In another alternate embodiment of the present invention, alter the EPCS module 600 attaches the certification indicator to the electronic prescription, the EPCS module 600 transmits the certified electronic prescription to the FICP system 200. In such embodiments, the EPCS module 600 may transmit the certified electronic prescription to the client portion 601 of the EPCS module 600 that resides on the HCP system 200. Thereafter, the client portion 601 of the EPCS module 600 transmits the certified electronic prescription to the pharmacy system 500 for processing. In such an embodiment, the client portion 601 of the EPCS module 600 acts as a routing system for the EPCS module 600 so that the certified electronic prescriptions are received by the pharmacy system 500 via the HCP system 200.

After the provider 201 has successfully completed the above described process for processing an electronic prescription for one patient, the provider 201 may then review and send prescriptions for another patient using the above mentioned processes. According to one embodiment, the provider 201 reviews the requests for an electronic prescription of a controlled substance generated by the EPCS module 600 via the display device 206 and the above described process (steps 1101-1143) are performed by the respective systems/modules for each subsequent patient. However, in an alternate embodiment, the provider 201 may select prescriptions for multiple patients prior step 1101. In such embodiments, the EPCS module 600 authenticates the requests for electronic prescriptions of controlled substances for each patient using the two-factor authentication process described above to generate certified electronic prescriptions for each patient, followed by the EPCS module 600 transmitting all of the certified electronic prescriptions at one time to the pharmacy system 500 for processing.

Referring to FIG. 17, an alternate embodiment of electronically prescribing a controlled substance using the EPCS module 600 is illustrated. As exemplified in FIG. 17, it should be noted that “Prescriber” stands for the provider 201 and “CSP” stands for the third party IDV system 400 of the present invention.

Further, referring to FIG. 18, another alternate embodiment of electronically prescribing a controlled substance using the EPCS module 600 is illustrated. As exemplified in FIG. 18, it should be noted that “EPCS” stands for the EPCS module 600, “Rcopia Web®” stands for the EP module 205, “Surescripts®” stands for the pharmacy system 500 and “IDP/CSP” stands for the third party IDV system 400 of the present invention.

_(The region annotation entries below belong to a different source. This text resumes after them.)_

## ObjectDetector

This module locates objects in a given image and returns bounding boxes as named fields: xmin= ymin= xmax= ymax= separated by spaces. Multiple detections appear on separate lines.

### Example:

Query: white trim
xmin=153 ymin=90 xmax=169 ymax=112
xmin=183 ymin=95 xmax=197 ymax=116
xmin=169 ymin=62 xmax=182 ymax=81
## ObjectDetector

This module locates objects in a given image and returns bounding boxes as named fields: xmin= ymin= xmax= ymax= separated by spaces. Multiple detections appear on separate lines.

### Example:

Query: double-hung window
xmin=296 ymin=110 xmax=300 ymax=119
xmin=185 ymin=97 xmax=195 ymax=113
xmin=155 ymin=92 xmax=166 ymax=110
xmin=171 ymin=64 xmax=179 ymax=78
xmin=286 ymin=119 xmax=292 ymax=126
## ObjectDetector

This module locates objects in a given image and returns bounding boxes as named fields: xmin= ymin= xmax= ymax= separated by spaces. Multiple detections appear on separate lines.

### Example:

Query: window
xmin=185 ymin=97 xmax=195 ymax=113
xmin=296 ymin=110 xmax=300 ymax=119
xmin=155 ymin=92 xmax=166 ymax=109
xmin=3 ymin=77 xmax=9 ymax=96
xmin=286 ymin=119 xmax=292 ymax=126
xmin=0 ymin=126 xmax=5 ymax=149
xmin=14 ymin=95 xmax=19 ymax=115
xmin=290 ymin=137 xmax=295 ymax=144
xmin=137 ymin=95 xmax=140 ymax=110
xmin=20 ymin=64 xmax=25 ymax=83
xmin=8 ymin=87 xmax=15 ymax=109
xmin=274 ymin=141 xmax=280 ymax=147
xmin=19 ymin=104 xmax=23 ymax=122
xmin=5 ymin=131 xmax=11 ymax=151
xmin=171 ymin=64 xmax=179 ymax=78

While the embodiment of the present invention has been described with reference to the accompanying drawings, it can be understood by those skilled in the art that the present invention can be embodied in other specific forms without departing from its spirit or essential characteristics. Therefore, the foregoing embodiments and advantages are merely exemplary and are not to be construed as limiting the present invention. The present teaching can be readily applied to other types of apparatuses. The description of the foregoing embodiments is intended to be illustrative, and not to limit the scope of the claims. Many alternatives, modifications, and variations will be apparent to those skilled in the art. In the claims, means-plus-function clauses are intended to cover the structures described herein as performing the recited function and not only structural equivalents but also equivalent structures.

Claims

1-108. (canceled)

109. A method for validating an identity of a provider for electronically prescribing a controlled substance on a wide area network, the wide area network comprising, in operable electronic communication, a health care provider (HCP) system, an electronic prescription (EP) system, and a third party identification validation (third party IDV) system, the method comprising:

a) the EP system receiving a request that the provider be authorized for electronic prescription of controlled substances;
b) the EP system receiving the provider's information;
c) the EP system transmitting to the third party IDV system at least a portion of the provider's information and a request to deliver a second identifier to the provider;
d) upon the provider receiving the second identifier and accessing an authentication interface of the EP system, the EP system displaying an application program interface (API) of the third party IDV system in the authentication interface of the EP system on the HCP system;
e) the third party IDV system validating the identity of the provider using data input into the displayed API by the provider, and transmitting identity validation approval to the EP system;
f) upon receipt of the identity validation approval by the EP system, the provider creating a first identification factor that is stored in the EP system;
g) the provider inputting a second identification factor generated by the second identifier into the authentication interface of the EP system via the HCP system;
g) the EP system transmitting the second identification factor to the third party IDV system;
h) the third party IDV system authenticating the second identification factor and transmitting approval to the EP system; and
i) upon receipt of the approval by the EP system, the EP system binding the second identifier to the provider and authorizing the provider for electronically prescribing controlled substances.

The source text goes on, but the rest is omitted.